Ukraine has spent five years living in a state of continuous recovery. After every large-scale attack, utility crews, construction workers, energy specialists, and local businesses restart the repair process once again. In many cases, the work is not full reconstruction but rapid temporary fixes designed to keep cities functioning.
According to estimates by international organizations, Ukraine’s reconstruction needs have already reached hundreds of billions of dollars. At the same time, much of the work is happening outside major state-led rebuilding projects through constant local patching of infrastructure, housing, and energy systems.
This is reshaping not only cities but also the logic of the economy itself. Demand is driven less by long-term development projects and more by anything that can quickly restore basic functionality, from roof repairs to mobile boiler systems and backup power supplies.
Businesses operating between strikes
The war has generated enormous demand for repair work, construction materials, generators, energy systems, and logistics. Some companies have effectively rebuilt their business models around constant infrastructure damage. For many enterprises, the speed of recovery has become more important than expansion.
The shift is especially visible in the energy sector. After repeated waves of attacks on energy infrastructure, Ukraine has increasingly relied on backup solutions, including diesel generators, battery systems, mobile transformers, and localized power networks. Businesses are adapting to conditions in which disruptions are no longer treated as exceptional.
At the same time, a culture of temporary solutions is emerging. Shops operate out of containers, offices relocate to semi-basement spaces, and damaged apartment buildings stand for years with plywood covering shattered windows. Many of these temporary structures are gradually becoming a permanent feature of Ukraine’s urban environment.
Everyday life in a state of repair
The war has also reshaped daily life for Ukrainians. Water reserves, charging stations, power banks, repair tools, and autonomous lighting are no longer viewed as emergency preparations but as standard household essentials.
People are increasingly renovating homes with future risks in mind.

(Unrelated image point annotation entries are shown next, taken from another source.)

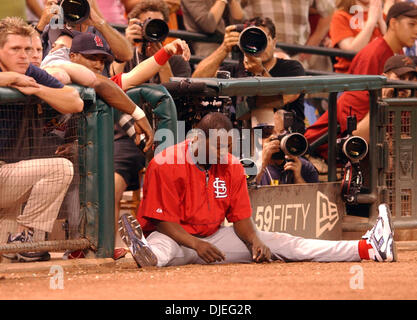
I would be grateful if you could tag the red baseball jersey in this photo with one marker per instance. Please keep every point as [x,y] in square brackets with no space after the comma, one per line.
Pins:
[199,200]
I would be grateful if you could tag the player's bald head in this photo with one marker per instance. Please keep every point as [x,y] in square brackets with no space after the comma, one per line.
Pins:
[214,120]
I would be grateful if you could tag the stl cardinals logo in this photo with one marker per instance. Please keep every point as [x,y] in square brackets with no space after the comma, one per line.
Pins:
[98,41]
[220,188]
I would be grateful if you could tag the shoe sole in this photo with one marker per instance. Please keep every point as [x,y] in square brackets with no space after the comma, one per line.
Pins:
[131,234]
[391,224]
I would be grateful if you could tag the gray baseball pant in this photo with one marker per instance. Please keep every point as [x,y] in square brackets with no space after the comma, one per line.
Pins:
[283,246]
[41,183]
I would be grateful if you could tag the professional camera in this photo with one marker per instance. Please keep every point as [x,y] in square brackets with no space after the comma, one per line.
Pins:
[252,40]
[351,148]
[291,143]
[153,30]
[75,11]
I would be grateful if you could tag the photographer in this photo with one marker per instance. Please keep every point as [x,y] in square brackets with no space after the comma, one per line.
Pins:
[264,65]
[95,23]
[143,49]
[276,165]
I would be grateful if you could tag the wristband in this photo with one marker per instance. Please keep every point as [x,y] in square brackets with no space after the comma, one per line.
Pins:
[138,114]
[162,56]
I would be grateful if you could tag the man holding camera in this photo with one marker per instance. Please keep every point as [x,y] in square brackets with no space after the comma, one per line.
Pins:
[279,167]
[264,65]
[142,13]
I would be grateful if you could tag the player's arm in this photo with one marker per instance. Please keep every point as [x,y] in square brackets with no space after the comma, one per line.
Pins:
[115,97]
[246,232]
[205,250]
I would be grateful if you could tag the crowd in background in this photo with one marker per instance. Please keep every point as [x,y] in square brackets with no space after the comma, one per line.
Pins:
[94,54]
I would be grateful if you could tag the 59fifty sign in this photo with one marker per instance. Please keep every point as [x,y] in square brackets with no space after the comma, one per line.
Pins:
[311,211]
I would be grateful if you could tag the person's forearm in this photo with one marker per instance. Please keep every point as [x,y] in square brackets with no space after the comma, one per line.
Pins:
[320,32]
[79,74]
[120,46]
[113,95]
[141,73]
[165,73]
[236,10]
[208,67]
[177,233]
[64,100]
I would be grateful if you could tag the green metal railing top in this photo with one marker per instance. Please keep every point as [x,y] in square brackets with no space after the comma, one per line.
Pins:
[260,86]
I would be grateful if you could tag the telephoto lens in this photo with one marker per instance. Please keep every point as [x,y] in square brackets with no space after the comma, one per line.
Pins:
[253,41]
[75,11]
[294,144]
[354,148]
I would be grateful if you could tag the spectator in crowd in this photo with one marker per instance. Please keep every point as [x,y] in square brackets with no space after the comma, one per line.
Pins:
[37,50]
[401,32]
[266,65]
[121,48]
[41,183]
[278,168]
[210,17]
[187,199]
[399,67]
[291,18]
[88,51]
[354,25]
[150,9]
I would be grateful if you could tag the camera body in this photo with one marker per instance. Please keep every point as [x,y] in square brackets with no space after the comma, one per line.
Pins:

Apartment owners now consider autonomous heating, reinforced windows, backup internet connections, and energy-saving systems as part of routine planning. Even in relatively safer rear cities, the war is changing the architecture of daily life and consumer behavior.
Attitudes toward quality and durability are also shifting. Many decisions are now made according to what works immediately rather than what will last long term. As a result, Ukraine’s economy is becoming increasingly dependent on rapid repairs, maintenance services, and replacement of damaged property.
Symbols of Ukraine’s wartime repair economy:
- generators outside stores, pharmacies, and cafés;
- plywood and OSB boards replacing windows;
- modular towns and temporary housing;
- mobile boiler systems and backup power infrastructure;
- constant repairs of roads and utilities;
- stockpiles of construction materials treated as strategic resources;
- growing demand for repair workers, electricians, and construction crews.
In 2026, Ukraine is living in an economy where destruction and recovery happen simultaneously. The country continues to function, build, and repair even during war, but this model is steadily exhausting financial, infrastructural, and human resources. The longer the war continues, the greater the risk that temporary solutions will become a permanent condition of the state.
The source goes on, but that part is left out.